US To Maliki - Have You Forgotten We're In Charge?
By Cernig
By way of following on from Fester's post today and mine yesterday, it's worth noting that the Bush administration has now told Iraq's leadership to remember their place.
The U.S. government rejected calls by Iraq to set a timetable for withdrawing troops from the country and said the planned reduction in force levels will be dictated by conditions on the ground.
The U.S. and Iraq are negotiating an agreement that will lay the legal boundaries for the operation of coalition forces after their United Nations mandate expires at the end of December.
``We want to withdraw, we will withdraw,'' State Department spokesman Gonzalo Gallegos told reporters in Washington yesterday. ``However, that decision will be conditions-based.''
Meanwhile, talking of conditions, the US general in charge of training Iraq's internal security force - and despite the name that's really all the Iraqi Army amounts to - says the job will be done by2009.
"The ground forces will mostly be done by the middle of next year," Army Lt. Gen. James Dubik told the U.S. House of Representatives Armed Services Committee.

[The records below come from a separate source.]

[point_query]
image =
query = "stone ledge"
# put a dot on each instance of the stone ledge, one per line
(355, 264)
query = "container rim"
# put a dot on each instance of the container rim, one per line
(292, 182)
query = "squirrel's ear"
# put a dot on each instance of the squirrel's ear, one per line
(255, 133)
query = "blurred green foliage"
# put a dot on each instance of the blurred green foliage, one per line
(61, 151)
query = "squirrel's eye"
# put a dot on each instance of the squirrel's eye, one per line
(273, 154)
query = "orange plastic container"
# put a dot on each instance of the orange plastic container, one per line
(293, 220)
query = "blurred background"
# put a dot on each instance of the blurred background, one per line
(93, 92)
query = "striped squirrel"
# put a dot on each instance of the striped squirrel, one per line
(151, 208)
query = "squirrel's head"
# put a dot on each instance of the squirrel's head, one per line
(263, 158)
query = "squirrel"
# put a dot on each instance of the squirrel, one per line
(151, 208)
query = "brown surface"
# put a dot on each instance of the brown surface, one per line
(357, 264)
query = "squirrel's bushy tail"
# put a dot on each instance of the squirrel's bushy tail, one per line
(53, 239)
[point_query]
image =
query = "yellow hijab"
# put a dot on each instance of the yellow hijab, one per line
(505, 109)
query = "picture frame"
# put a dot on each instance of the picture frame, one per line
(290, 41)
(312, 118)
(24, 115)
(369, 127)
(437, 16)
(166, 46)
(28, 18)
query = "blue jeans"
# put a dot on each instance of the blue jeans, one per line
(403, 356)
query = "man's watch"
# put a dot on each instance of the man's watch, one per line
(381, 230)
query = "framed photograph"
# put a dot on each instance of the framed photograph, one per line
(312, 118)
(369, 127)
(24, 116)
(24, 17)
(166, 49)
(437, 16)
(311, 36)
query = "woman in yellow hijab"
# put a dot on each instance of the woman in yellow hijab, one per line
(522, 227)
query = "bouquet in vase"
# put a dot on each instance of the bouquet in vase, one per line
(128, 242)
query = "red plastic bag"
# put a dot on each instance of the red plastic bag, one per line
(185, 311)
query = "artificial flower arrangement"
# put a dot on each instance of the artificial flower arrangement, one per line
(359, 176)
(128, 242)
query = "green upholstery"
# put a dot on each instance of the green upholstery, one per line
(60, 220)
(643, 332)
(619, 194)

That could be between April and August, Dubik said.
Dubik declined to say when all U.S. forces, including naval and air forces, would be finished with Iraqi combat operations. He said that would depend on when the Iraqi government completes certain tasks, such as purchasing its own aircraft.
So crucially, since Iraq is a satrapy with no military capable of defending its own national security against external threats and - by US design - no plans to change that equation, the conditions will never be right unless and until the U.S. says so. It's a policy of perpetual occupation John McCain is fully on board with.
Update: RockRichard at VetVoice links to Bush statements saying that the US would leave Iraq if the Iraqis asked and that troops levels would be decided by commanders on the ground. Well...now the Iraqis have asked for a timetable and US commanders on the ground have said that timetable could have a withdrawal date in August 2009.
So, where's the problem, George? What's the next invented reason for the perpetual occupation?




























"So, where's the problem, George? What's the next invented reason for the perpetual occupation?"
Who will protect all the folks from Exonn when they go to Iraq to steal the oil?